東京オリンピック・パラリンピックが全日程を終了しました。1年延期した末に、開催の是非をめぐって世論が二分し、無観客開催という異例づくめとなりましたが、懸念されたテロや大規模クラスターなどの緊急事態はなく、「東京2020」をなんとかやり切ることができたこと、招致段階から関わってきた全ての関係者に心より感謝を申し上げます。本当にお疲れ様でした。
私自身が政治家時代、特に心血を注いだ課題がオリパラでした。まだ東京での開催をめざしている段階でしたが、2009年から文部科学副大臣に着任してからは正式に招致担当となり、難題を一つ一つクリアしていきました。国立競技場の建て替えは、巨額の費用がネックでしたが、toto法の改正でサッカーくじの当選金を引き上げ、一定の財源確保に努力するなどして財務省の理解を得る流れを作り、明治神宮や地域住民などへの周知理解も行いました。
オリパラを開催したかった理由はたくさんありますが、スポーツに限って言うならば、21世紀の時代に合わせたスポーツの価値を再定義し、広く日本社会の中でその社会的役割の重要性を意識するように根付かせるためのオリパラを「起爆剤」にする思いでした。
当時スポーツ庁はまだなく、文科省が所管するスポーツ行政は私が担当でした。

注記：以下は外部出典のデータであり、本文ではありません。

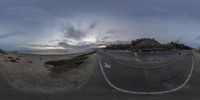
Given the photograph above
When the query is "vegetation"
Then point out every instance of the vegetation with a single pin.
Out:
(64, 65)
(149, 43)
(2, 52)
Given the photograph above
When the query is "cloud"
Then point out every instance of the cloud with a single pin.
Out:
(93, 25)
(27, 13)
(198, 37)
(71, 32)
(83, 46)
(4, 36)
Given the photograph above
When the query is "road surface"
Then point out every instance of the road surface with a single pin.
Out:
(123, 76)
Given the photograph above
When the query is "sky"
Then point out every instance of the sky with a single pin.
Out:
(69, 24)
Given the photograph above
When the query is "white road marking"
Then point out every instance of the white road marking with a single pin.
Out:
(158, 92)
(106, 65)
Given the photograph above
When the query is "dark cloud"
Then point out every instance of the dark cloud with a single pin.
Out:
(41, 45)
(4, 36)
(198, 37)
(93, 25)
(81, 46)
(71, 32)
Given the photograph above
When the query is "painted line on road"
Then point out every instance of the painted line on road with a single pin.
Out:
(158, 92)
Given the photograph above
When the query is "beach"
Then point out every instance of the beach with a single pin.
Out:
(28, 72)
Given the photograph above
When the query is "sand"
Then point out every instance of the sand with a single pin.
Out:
(27, 72)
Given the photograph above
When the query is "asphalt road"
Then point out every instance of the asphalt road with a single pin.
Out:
(119, 76)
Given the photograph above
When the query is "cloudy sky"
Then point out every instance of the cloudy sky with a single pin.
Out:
(66, 24)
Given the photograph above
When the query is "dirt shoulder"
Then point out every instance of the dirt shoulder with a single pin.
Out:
(30, 73)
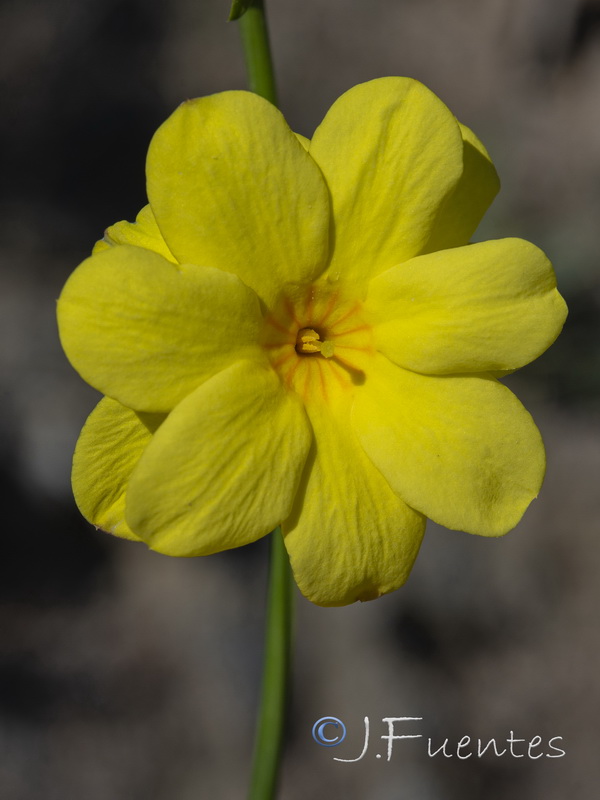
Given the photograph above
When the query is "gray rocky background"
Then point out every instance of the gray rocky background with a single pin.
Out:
(127, 675)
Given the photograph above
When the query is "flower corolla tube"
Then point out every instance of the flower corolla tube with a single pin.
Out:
(298, 332)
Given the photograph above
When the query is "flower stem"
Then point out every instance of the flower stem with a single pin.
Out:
(268, 744)
(257, 51)
(276, 670)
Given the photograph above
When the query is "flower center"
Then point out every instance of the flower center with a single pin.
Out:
(318, 341)
(308, 341)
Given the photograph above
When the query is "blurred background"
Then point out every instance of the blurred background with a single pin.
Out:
(127, 675)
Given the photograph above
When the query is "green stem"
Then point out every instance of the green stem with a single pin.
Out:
(276, 670)
(257, 51)
(268, 745)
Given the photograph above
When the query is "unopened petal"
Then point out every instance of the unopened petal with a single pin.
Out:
(463, 209)
(224, 468)
(143, 232)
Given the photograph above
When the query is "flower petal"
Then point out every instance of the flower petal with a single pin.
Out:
(232, 187)
(478, 308)
(461, 450)
(349, 537)
(108, 449)
(143, 232)
(223, 469)
(463, 209)
(390, 152)
(147, 332)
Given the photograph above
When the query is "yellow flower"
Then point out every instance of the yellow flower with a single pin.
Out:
(298, 333)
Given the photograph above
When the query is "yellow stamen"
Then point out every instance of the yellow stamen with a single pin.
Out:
(309, 341)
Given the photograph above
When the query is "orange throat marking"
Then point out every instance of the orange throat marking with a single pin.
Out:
(318, 341)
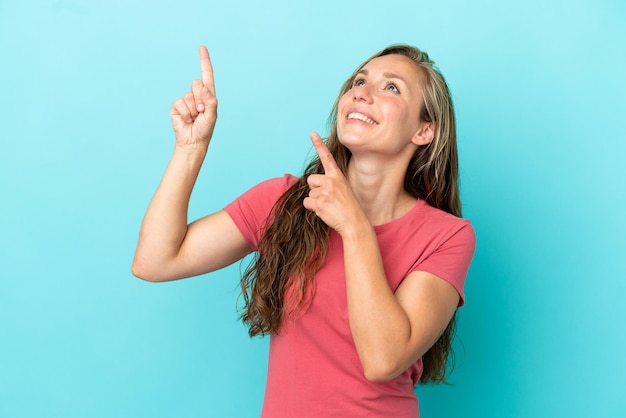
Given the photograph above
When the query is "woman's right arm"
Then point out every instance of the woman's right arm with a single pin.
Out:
(168, 247)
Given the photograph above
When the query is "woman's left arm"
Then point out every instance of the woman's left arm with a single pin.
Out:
(391, 330)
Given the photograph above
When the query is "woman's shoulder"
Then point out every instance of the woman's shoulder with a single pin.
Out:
(442, 222)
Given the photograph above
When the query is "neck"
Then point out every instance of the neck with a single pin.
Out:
(379, 189)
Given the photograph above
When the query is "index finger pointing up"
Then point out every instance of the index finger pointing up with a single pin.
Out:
(207, 69)
(327, 159)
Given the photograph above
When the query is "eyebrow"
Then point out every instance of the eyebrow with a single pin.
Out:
(386, 75)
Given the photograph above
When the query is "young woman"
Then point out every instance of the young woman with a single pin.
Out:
(359, 263)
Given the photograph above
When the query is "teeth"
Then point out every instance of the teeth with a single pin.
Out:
(360, 116)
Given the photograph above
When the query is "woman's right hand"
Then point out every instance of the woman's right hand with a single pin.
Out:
(194, 115)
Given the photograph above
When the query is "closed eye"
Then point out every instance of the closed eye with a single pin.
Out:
(358, 82)
(392, 87)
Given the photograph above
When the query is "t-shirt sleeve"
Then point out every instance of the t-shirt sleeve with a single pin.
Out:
(452, 257)
(250, 210)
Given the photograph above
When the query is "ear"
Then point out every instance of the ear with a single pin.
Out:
(424, 134)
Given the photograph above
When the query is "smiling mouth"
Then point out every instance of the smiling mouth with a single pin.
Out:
(361, 117)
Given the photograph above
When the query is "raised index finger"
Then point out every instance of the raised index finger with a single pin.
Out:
(207, 69)
(327, 159)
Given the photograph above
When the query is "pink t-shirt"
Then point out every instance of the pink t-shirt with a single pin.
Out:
(314, 369)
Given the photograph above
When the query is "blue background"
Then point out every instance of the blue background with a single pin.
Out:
(85, 134)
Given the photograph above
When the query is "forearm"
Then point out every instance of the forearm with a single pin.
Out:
(165, 223)
(379, 325)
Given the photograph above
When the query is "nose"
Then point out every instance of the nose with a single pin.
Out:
(361, 94)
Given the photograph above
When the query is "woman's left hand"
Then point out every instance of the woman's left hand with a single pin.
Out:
(331, 197)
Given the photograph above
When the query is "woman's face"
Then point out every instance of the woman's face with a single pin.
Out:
(380, 112)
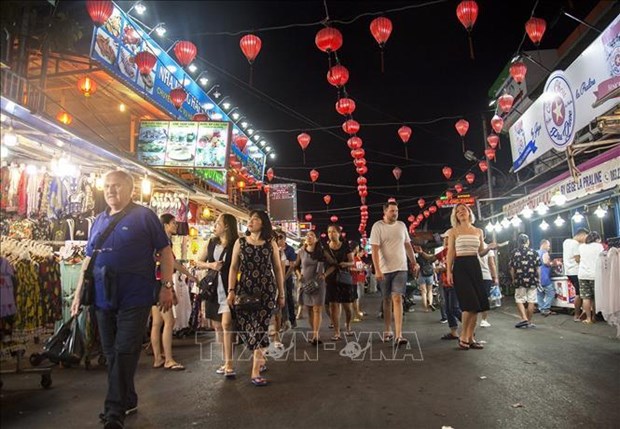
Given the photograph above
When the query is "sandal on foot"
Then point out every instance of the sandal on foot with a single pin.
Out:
(259, 381)
(449, 336)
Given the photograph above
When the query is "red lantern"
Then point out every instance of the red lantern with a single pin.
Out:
(145, 62)
(241, 141)
(345, 106)
(467, 13)
(87, 86)
(381, 28)
(518, 71)
(461, 127)
(354, 143)
(497, 123)
(358, 153)
(351, 127)
(185, 52)
(99, 10)
(505, 102)
(535, 29)
(328, 39)
(178, 97)
(250, 46)
(338, 75)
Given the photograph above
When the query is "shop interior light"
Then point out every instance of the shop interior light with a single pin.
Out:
(577, 217)
(527, 212)
(600, 212)
(542, 208)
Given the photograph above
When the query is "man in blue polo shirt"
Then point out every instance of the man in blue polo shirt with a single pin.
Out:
(125, 288)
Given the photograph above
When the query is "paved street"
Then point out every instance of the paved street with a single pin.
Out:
(560, 375)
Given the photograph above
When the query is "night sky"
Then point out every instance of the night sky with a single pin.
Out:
(429, 82)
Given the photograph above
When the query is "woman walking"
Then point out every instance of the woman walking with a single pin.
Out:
(465, 243)
(339, 292)
(260, 288)
(218, 258)
(310, 268)
(166, 318)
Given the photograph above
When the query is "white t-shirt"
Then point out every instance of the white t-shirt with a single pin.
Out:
(587, 263)
(570, 249)
(391, 239)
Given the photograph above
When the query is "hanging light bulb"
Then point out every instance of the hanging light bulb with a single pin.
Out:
(541, 209)
(527, 212)
(577, 217)
(600, 212)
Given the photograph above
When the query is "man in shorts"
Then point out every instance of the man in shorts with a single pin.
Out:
(391, 246)
(525, 272)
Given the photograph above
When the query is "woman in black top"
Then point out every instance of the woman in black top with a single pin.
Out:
(339, 257)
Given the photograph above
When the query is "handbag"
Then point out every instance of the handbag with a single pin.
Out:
(87, 293)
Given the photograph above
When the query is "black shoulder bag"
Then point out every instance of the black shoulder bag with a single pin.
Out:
(87, 294)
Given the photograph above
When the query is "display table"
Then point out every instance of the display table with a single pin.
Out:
(564, 292)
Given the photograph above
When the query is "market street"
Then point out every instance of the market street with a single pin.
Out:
(561, 374)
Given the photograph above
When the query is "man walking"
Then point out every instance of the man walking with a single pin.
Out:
(391, 246)
(125, 287)
(546, 290)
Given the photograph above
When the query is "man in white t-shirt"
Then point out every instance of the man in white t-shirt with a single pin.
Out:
(570, 260)
(391, 246)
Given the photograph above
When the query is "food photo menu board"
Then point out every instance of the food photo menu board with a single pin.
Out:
(184, 144)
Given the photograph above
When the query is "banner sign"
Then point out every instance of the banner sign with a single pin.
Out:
(282, 202)
(571, 99)
(603, 176)
(184, 144)
(114, 46)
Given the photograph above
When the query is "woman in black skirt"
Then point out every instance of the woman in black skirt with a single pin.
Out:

その際、こだわったのが、スポーツ振興法を半世紀ぶりに改訂して制定したスポーツ基本法です。高齢化社会を見据え、国民一人一人がスポーツをやって元気になってほしい、トップアスリートの活躍を見て感動や豊かな気持ちを味わってほしい、地域社会がスポーツを通じて豊かなコミュニティを作ってほしい…いわば、スポーツを「する権利」「観る権利」「支える権利」をスポーツ権として定義し盛り込んだのが新法の特徴でした。
小池知事就任により、私は、委員会から引きましたが、コロナ禍でオリパラも根底から揺らぎました。あまりにゴタゴタが続いたためスポーツ基本法に込めた理念のような話、スポーツが社会にもたらす役割などは世の中で忘れ去られてしまったようで忸怩たるものがあります。
一方で、ラグビーワールドカップは、そのレガシーとして、英国名門の「ラグビースクール」が日本校を創設する構想を大会開催中に発表しましたが、ついに、場所が千葉大学柏の葉キャンパスに決定。着々と準備がすすんでいます。
コロナはいずれ収束すると私は信じています。そのとき「東京2020」のレガシーを次代に継承していくために、社会におけるスポーツの価値を皆で呼び覚ましていかねばなりません。